Closer together as a community
Tabachnick and her colleagues spent the days after the attack collecting every bit of information they could. It was difficult from a professional standpoint, but also from an emotional one. “What happened to our community on that day also happened to us,” she said. “This was not a regular news story. This was an attack on our community, our people.”
The first funerals took place on Tuesday, three days after the shooting. More than 1,500 people came to pay respects to the brothers Cecil and David Rosenthal, who were laid to rest at Temple Rodef Shalom, a Reform synagogue a little over a mile from the Tree of Life building.
The reporters covering these events, Tabachnick said, “didn’t have to process all of that, at least not in the beginning. We were just working and working.” Golin also notes a conversation with a news photographer he saw at several funerals after the attack who confessed that it was “extremely difficult” to cover the events.
Golin and Tabachnick both say they believe the attack led to big changes in the Pittsburgh Jewish community. Tabachnick mentions two specific changes – the first being a growing focus on security. “There is a general sense that the community is much more aware of these issues. You see it almost everywhere – in synagogues, schools and other institutions,” she said.
“I also think this trauma has brought us closer as a community. This was always a close community, one where you don’t see huge gaps between people from different denominations. And I think in the aftermath of the attack, people began making even more of an effort to understand each other, support each other, work together.”

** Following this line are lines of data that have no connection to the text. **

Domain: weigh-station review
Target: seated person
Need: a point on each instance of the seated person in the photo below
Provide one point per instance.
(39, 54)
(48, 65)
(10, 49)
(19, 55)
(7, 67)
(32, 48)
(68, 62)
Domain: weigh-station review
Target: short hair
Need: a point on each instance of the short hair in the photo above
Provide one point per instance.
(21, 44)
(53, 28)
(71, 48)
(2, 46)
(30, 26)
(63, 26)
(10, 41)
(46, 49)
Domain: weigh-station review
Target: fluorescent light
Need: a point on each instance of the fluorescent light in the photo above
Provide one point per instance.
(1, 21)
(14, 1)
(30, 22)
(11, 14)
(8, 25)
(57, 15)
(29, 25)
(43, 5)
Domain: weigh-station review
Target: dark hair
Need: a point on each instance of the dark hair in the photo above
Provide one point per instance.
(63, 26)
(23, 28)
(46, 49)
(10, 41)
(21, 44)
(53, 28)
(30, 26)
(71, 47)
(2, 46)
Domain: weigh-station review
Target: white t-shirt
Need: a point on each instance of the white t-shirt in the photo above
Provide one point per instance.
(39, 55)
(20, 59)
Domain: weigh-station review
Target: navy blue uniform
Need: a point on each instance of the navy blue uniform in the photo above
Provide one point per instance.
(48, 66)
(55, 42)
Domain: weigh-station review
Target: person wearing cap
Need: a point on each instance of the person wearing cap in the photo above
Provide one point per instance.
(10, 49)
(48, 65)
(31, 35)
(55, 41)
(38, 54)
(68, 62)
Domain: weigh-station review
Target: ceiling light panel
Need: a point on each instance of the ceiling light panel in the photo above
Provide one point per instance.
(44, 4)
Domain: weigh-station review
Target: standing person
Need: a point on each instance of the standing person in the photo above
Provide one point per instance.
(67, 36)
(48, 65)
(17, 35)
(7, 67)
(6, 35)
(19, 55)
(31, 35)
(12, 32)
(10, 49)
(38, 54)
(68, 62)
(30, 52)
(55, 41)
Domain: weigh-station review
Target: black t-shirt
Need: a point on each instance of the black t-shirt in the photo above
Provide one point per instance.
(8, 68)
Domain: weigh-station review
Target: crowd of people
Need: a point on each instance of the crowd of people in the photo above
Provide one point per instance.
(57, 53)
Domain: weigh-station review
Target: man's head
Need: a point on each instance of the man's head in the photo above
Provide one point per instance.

Golin agrees, saying that “tragedies many times bring communities together. But we were also told early on that many times there is a trajectory after these events. In the beginning, everyone gets closer and there is a lot of mutual support. Over time, people become tired, and some look for more privacy to process what happened. Our approach is to be patient, give people space, but let everyone know that we are an address for anyone in the community who needs help.”
Golin says he has marked the year since the attack through a series of milestones. “We made it through the first days, and then the first month, and then Passover,” he said. “Now we just passed the High Holy Days. We had staff in synagogues throughout this holiday period, and we also used therapy dogs in one synagogue where many members of the Tree of Life are now praying.”
Jewish Family and Community Services also has one staff member whose sole responsibility is to constantly support the families who lost their loved ones in the attack.
The next milestone, he says, are the days after the 27th, after the community marks one year since the attack. The media attention will dwindle, the ceremonies will end, but for many people in the community, life won’t go back to normal, at least not in the near future.
“The number one lesson I take from this year is that if you want to effectively respond to a crisis, you need to have strong relationships in your community before that crisis happens,” Golin concluded. “We learned during this year how much the good relationships we built over the years – within our community and more broadly in the city of Pittsburgh – were so important once the crisis happened. Things would have been very different without those relationships.”
Tabachnick, for her part, sees another potential lesson – one related to Israel. “I personally think we can perhaps learn some lessons from Israel on how to rise from an attack like this,” she said. “How to forge ahead. There is a notion in Israel that after an attack, people get up and keep going, because you have to. It’s harder for us to do that, and perhaps there is merit in trying to learn from the Israeli approach.”